As I said earlier, I think puppies and kittens go together better than dolphins and kittens, regardless of your preferred method of despatching them  Another thought I had along the same lines was "I would have clubbed baby seals to death"

I think that violence towards animals (especially cuddly ones) is a lot more shocking to most British people than to the average French person, but having said that I completely understood what you meant the first time and found it cute and funny, and I'm quite sure that the intended recipient will too (and if he doesn't, better to find out that he's incompatible now than later!)


----------



## Souxie

philosophia said:


> By the way, does inserting a link with your own hands count as killing with your bare hands ?
> More seriously, the image of killing dolphins and kittens seems clearly ironical and funny to me (but then, I'm more sarcastic than romantic), whereas killing "things" (sorry I can't even write the word) and crocodile sounds frightening - and impossible anyway.
> Franc91 suggestion sounds good, does'nt it ?



Ahah 
Definitely I'm more sarcastic than romantic, but in the amount of 85% of sarcasm and 70% of romantism. So I guess I have to show my power to kill innocent things with my own mental strength - either my cruelty (to kittens and dolphins) or my bravery (to tarentulas and crocodiles).
Still don't know what to kill with my bare hands...Maybe I should drown crocodiles and ...I don't know?


----------



## Souxie

Glasguensis said:


> I think that violence towards animals (especially cuddly ones) is a lot more shocking to most British people than to the average French person
> 
> 
> 
> 
> 
> 
> So I have to find something else, I don't want to be too agitator.
Click to expand...


----------



## Glasguensis

Incidentally, mygale doesn't exist in English. The infraorder of spiders is called *Mygalomorphae* but only experts would know this word. The members of the family are known by their individual names such as tarantula, funnel-web spider, etc.


----------



## Glasguensis

I know you don't want to be too provocative, but I think you should be yourself too. 
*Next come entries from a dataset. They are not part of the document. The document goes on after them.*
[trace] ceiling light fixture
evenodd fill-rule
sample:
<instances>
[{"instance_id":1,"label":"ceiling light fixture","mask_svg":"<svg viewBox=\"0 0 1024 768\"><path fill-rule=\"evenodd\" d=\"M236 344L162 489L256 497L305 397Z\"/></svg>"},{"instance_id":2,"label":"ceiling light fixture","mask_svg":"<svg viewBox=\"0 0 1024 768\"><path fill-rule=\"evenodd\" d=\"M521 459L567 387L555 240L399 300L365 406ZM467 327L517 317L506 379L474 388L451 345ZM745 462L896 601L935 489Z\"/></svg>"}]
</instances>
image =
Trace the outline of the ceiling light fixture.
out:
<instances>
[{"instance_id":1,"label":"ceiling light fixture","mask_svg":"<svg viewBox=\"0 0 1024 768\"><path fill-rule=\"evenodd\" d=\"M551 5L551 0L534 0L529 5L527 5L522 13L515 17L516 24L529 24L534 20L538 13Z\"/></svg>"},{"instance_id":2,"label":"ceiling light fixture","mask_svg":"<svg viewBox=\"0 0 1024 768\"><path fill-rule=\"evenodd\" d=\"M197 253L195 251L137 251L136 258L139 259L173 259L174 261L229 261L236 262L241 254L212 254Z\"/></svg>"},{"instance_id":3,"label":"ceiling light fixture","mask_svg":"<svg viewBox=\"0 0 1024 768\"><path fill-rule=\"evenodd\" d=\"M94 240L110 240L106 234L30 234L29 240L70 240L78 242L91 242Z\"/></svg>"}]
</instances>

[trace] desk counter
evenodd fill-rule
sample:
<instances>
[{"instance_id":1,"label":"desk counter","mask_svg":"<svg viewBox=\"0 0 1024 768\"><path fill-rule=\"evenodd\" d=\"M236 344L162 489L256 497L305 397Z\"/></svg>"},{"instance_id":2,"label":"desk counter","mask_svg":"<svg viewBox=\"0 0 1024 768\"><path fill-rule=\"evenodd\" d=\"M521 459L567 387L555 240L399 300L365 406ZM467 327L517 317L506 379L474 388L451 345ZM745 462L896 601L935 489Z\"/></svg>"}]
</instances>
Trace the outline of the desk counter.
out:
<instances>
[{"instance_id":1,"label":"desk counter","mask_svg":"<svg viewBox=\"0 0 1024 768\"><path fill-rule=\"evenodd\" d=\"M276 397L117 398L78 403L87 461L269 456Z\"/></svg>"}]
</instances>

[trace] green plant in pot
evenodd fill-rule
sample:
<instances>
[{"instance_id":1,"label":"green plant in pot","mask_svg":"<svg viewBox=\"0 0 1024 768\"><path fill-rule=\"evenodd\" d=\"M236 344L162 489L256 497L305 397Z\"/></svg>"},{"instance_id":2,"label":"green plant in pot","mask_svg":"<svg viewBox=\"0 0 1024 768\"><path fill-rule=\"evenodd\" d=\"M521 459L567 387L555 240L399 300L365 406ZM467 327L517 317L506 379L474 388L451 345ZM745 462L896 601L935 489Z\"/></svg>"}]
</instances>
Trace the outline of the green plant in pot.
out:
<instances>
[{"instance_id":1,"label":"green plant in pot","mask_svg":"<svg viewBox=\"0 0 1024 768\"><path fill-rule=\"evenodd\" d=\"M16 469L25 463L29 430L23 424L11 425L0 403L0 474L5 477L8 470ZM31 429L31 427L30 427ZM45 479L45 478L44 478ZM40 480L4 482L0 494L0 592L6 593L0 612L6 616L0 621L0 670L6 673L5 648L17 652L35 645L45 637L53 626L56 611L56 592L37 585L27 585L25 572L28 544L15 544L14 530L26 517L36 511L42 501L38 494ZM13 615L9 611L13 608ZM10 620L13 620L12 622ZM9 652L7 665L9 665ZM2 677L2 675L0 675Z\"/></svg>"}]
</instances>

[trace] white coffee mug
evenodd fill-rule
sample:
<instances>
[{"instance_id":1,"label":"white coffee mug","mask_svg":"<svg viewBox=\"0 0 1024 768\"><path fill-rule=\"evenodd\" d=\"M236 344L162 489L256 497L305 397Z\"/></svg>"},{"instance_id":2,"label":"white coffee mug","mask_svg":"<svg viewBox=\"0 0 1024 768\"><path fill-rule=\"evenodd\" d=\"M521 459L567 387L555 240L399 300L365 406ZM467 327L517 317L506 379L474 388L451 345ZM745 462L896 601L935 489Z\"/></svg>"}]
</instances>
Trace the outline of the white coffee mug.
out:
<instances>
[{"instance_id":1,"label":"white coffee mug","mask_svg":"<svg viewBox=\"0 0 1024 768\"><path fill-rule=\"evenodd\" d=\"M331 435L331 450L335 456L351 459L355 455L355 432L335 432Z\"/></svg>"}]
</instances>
If you want to be completely politically correct you could wrestle an alligator (without harming the poor thing, of course ) and sleep in a room full of tarantulas.


----------



## Souxie

Yes, but then it would be less exciting to the mind. So you're right, I guess I should stick to who I am. Unless I find something better to express my feeling and personality!


----------



## philosophia

Glasguensis said:


> If you want to be completely politically correct you could wrestle an alligator (without harming the poor thing, of course ) and sleep in a room full of tarantulas.
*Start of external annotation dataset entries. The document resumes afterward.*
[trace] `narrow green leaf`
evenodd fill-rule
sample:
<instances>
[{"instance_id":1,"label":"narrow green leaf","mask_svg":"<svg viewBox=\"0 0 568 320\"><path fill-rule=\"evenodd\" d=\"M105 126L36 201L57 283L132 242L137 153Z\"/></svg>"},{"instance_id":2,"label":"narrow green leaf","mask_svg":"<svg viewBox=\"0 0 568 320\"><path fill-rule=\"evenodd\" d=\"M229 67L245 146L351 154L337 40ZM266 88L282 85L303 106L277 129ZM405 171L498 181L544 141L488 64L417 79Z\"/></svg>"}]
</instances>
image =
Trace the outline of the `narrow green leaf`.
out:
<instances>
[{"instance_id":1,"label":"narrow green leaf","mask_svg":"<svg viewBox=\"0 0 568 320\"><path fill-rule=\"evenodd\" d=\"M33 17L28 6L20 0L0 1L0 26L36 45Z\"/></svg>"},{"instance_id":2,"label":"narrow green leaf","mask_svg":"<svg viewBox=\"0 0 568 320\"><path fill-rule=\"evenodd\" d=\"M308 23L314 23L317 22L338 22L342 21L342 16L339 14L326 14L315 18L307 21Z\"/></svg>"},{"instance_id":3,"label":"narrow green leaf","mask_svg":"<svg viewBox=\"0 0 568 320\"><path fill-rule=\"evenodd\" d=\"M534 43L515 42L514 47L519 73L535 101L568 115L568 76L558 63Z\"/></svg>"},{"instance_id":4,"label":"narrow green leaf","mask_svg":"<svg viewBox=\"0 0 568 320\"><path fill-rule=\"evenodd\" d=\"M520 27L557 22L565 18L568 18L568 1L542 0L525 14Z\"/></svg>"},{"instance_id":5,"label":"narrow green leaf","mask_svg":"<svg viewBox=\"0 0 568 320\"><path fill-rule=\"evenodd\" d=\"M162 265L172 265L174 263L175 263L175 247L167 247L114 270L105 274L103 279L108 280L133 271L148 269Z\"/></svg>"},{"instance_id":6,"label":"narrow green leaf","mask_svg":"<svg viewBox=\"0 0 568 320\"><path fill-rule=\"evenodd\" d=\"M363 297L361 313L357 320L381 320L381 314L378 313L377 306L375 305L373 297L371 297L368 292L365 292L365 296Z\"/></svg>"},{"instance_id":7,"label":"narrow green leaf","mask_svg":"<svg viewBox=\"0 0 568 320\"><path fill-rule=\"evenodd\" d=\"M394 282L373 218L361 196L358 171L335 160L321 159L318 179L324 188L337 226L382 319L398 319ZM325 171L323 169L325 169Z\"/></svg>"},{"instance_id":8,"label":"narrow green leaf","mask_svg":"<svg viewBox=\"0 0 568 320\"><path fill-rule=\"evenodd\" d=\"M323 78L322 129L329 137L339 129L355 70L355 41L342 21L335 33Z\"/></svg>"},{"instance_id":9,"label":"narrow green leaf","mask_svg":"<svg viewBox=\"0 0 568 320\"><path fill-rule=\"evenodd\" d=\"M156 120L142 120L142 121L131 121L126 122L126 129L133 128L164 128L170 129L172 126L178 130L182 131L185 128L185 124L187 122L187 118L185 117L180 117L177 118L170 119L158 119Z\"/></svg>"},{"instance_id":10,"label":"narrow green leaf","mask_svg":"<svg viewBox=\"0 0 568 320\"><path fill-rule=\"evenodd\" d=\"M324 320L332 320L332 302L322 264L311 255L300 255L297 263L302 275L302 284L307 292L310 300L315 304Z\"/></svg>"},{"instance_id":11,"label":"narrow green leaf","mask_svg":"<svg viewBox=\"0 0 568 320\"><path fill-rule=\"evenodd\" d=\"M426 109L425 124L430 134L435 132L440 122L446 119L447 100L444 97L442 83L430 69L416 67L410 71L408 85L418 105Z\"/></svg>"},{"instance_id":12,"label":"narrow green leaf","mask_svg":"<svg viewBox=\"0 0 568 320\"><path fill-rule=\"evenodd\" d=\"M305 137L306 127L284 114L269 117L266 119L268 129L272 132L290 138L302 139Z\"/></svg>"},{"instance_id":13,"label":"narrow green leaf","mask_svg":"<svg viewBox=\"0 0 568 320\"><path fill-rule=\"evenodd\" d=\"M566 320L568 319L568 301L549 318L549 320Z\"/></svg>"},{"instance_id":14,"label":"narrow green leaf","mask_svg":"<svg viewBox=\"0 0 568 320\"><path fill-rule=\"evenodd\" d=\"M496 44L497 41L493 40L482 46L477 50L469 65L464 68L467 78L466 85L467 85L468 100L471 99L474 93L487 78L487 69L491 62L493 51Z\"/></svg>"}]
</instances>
Aren't there TV shows where people already do that? 
In my opinion, if you want to be ironic, you'd better stick to dolphins and kittens because the irony is obvious with such cute animals. [As said by the other members if the man doesn't realize you're expressing your feelings with a touch of irony and understatement, he's got to be dumb or insane. In both case, the best is to run away.]
I think killing alligators and "things" sounds more pompous - because less shocking - and more dangerous of course.
You could turn to baby seals of course, but you wouldn't want to incur Brigitte Bardot's wrath, would you?


----------



## classoneguy

Je sais que c'est un peu tard, mais ...
L'idée de tuer des chatons et des dauphins, c'est que, pour une femme, c'est très difficile, parce qu'ils sont si mignons, n'est-ce pas ? Ce n'est pas qu'elle est méchante ou quelque chose, mais plutôt qu'elle est tombée si amoureuse. Alors, à cause de cela, elle ferait n'importe quoi.
Alors, je dirais que cette idée marche bien.


----------



## ain'ttranslationfun?

Hi, Gwan, a "mygale" is a 'trap-door spider', a very venomous critter. " If you say "I'd do anything to be with you!", let the person you're talking to imagine what that could be. Otherwise, "I'd walk through fire..." might be a possibility. 

Sorry, missed earlier posts - only read through page 1. Although my dictionary gave 'trap-door spider', I thought a 'mygale' was a tarantula! But "kittens and dophins" wouldn't work if the object of your affections was a member of the World Wildlife Federation or the ASPCA/RSPCA! (Good luck, though!)


----------